The chief executive of trade body Salmon Scotland, Tavish Scott, will today address MSPs on the constitution, Europe, external affairs and culture committee as part of their inquiry into the EU-UK Trade and Cooperation Agreement (TCA) – which is up for review after the general election. Calling for the next UK government to take urgent action, he will highlight the challenges facing salmon farmers post-Brexit, including:

  • Competitive disadvantage – there is still significant paperwork and processes which can lead to delays which may have knock-on impacts if consignments are delayed.
  • Lack of a new eCertification for export health certificates (EHCs), and issues with the current outdated system, which costs salmon farming companies £3 million-a-year.
  • Border Control Posts (BCPs) which come into force in April of this year, bringing in a raft of new import requirements for the feed sector.
  • Bulk exports – improved technologies which are openly in use across the UK would benefit EU customers and consumers through reduced costs and environmental emissions via the use of larger bulk packaging.
  • Veterinary agreement – the sector is calling for the UK and EU to create a bespoke and mutually convenient Sanitary and Phytosanitary (SPS) agreement which returns efficiencies to supply chains on both sides of the Short Straits to help consumers and businesses in both territories.
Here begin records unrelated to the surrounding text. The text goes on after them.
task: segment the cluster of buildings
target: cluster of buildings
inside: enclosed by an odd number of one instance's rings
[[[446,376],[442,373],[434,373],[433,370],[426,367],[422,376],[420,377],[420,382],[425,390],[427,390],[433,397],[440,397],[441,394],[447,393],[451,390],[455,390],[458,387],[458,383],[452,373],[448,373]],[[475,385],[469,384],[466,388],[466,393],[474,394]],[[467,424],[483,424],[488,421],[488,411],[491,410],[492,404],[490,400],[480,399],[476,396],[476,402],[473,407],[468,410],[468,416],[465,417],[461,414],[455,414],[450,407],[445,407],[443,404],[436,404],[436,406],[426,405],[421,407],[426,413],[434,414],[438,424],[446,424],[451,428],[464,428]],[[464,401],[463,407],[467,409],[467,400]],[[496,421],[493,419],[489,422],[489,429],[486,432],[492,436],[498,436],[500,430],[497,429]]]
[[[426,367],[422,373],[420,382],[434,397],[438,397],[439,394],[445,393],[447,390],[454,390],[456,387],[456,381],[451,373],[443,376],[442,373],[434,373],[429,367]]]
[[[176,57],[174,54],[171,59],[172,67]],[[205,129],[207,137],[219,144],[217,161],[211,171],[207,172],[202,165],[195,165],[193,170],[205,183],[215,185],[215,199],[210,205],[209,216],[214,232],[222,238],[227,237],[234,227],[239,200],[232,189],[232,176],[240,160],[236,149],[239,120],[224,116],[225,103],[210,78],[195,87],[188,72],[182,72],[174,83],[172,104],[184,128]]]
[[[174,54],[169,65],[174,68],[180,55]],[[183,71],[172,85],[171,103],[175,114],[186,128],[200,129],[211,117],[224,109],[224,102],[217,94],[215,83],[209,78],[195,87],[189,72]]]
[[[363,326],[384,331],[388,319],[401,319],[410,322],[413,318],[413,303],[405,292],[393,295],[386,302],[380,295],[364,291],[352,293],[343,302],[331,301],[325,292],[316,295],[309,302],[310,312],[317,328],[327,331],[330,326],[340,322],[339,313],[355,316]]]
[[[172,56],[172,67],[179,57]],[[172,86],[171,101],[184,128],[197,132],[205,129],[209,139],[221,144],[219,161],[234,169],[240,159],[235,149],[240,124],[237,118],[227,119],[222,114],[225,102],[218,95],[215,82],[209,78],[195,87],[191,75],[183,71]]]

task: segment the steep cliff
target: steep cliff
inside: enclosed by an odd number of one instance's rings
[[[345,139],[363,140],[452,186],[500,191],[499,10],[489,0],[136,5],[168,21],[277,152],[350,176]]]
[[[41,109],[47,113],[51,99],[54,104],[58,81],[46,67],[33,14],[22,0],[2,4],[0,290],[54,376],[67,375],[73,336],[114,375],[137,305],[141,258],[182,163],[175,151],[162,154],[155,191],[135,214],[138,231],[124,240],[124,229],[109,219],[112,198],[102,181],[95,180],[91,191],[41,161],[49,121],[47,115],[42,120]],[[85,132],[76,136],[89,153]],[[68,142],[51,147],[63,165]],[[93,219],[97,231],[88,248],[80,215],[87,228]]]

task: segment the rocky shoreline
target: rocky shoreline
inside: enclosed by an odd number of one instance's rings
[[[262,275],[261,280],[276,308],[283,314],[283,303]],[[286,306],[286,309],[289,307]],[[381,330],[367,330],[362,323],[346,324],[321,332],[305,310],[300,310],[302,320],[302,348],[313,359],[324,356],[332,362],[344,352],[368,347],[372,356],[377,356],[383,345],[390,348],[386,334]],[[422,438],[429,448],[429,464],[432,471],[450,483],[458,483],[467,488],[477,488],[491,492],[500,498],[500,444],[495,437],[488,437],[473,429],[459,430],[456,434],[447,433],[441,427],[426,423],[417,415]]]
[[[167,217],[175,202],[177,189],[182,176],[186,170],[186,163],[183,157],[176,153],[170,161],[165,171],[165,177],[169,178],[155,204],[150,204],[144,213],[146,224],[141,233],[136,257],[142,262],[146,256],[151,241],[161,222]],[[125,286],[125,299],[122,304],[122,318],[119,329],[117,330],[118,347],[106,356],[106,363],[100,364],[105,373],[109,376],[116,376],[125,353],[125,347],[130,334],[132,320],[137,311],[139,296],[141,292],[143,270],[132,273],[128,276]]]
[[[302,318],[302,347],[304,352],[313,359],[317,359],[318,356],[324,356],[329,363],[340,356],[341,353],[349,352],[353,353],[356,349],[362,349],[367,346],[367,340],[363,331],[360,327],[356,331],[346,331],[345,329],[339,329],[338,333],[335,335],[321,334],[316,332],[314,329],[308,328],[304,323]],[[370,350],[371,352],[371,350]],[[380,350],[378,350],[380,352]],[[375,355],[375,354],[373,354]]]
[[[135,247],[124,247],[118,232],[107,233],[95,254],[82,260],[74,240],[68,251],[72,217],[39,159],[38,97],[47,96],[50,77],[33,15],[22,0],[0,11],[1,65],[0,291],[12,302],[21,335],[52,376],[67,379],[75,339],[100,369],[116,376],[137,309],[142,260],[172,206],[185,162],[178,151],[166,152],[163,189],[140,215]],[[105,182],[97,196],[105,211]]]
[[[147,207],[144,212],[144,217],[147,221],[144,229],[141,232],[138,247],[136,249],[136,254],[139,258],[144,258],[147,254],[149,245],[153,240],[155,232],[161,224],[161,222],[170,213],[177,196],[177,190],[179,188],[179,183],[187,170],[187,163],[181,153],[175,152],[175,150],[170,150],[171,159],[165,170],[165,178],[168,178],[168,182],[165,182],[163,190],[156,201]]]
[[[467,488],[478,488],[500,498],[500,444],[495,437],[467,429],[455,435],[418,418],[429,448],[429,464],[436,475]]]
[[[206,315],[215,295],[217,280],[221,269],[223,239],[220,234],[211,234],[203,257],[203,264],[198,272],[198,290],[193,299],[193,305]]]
Tavish Scott, chief executive of Salmon Scotland – speaking ahead of his committee appearance – said that “Scottish salmon is the UK’s largest food export and a major contributor to our economy, with demand rising at home and abroad. Despite soaring sales to Asia and the US, the EU is still the most significant region for our exports, accounting for more than 60% of international sales. The world-renowned quality of nutritious low-carbon Scottish salmon means that we could significantly grow markets such as Spain, Italy and the Netherlands. But Brexit red tape continues to hold back the potential of Scottish exports, despite the hard work and investment put in by farmers to address the issues. We need the next UK government – whatever formation it is – to ease the burden on exporters so that sectors like ours can sell more Scottish produce, delivering economic growth and creating jobs here at home.”